Lexi Zhang had decided to use the assault as a workout and was currently cutting her way through several armed men. They fought with knives but their efforts to keep her away from the favela were in vain.
Kim and Camacho were making their way toward the east end of the guardroom, but Alex Reeve was hanging back for a moment, fazed by heat of close-combat after so many years behind a desk. One of the guards saw her and clambered on a motorbike. He kick-started it and drove toward her with a pistol in his left hand.
This was the moment to prove herself ready for the field again.

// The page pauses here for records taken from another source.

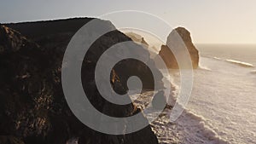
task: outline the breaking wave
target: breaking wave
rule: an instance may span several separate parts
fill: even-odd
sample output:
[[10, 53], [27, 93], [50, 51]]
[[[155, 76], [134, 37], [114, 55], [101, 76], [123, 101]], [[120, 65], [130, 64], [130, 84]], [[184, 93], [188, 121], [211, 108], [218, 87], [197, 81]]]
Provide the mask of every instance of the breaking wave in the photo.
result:
[[230, 59], [227, 59], [225, 60], [225, 61], [243, 66], [243, 67], [253, 67], [253, 64], [247, 63], [247, 62], [243, 62], [243, 61], [239, 61], [236, 60], [230, 60]]

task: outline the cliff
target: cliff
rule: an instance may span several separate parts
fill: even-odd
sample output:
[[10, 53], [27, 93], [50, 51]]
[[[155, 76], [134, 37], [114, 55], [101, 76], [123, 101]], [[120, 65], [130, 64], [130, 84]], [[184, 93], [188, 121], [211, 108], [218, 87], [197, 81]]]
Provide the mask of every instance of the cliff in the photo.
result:
[[[162, 45], [159, 55], [162, 57], [168, 68], [178, 69], [178, 65], [173, 53], [168, 48], [168, 45], [173, 45], [175, 43], [175, 32], [177, 32], [180, 37], [184, 42], [187, 47], [188, 52], [190, 55], [193, 68], [197, 68], [199, 64], [199, 53], [195, 45], [192, 43], [190, 32], [183, 27], [177, 27], [174, 29], [168, 36], [166, 44]], [[179, 45], [176, 45], [178, 49]]]
[[[95, 131], [77, 119], [67, 105], [61, 78], [63, 54], [73, 35], [91, 20], [1, 25], [0, 143], [66, 143], [70, 139], [83, 144], [158, 143], [149, 125], [119, 135]], [[102, 23], [113, 26], [109, 21]], [[86, 85], [84, 90], [90, 89], [87, 92], [90, 103], [98, 111], [114, 117], [131, 116], [141, 110], [132, 103], [119, 106], [107, 101], [95, 89], [93, 76], [100, 55], [110, 46], [124, 41], [131, 38], [119, 31], [105, 34], [90, 48], [89, 56], [82, 66], [83, 86]], [[144, 89], [154, 88], [148, 67], [139, 61], [126, 60], [119, 63], [110, 74], [112, 84], [119, 85], [115, 90], [125, 93], [125, 80], [131, 75], [142, 78]]]

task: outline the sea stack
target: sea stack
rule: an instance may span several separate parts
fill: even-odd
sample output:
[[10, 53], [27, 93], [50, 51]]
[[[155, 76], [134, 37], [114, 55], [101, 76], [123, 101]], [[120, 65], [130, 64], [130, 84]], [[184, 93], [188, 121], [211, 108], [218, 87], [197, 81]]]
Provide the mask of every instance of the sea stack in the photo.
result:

She aimed her gun and fired at the serpiente as he raced toward. Her shot was good and hit the Michelin Scorcher tire on the front, tearing into the silica-enriched rubber compound and exploding it off the aluminum wheel rim in a burst of sparks and smoke. The bike spun out of control and skidded off the dirt track between the favela and the coffee fields. It smashed into a low fence and propelled the guard through the air in a cloud of dust and exhaust fumes. He landed in the gravel with a heavy whack.
The former CIA agent had been out of the field a long time, but it looked like she hadn’t lost her touch. And proving it in this part of the world was extra sweet, because it was down here in Latin America that she had been shot and paralysed.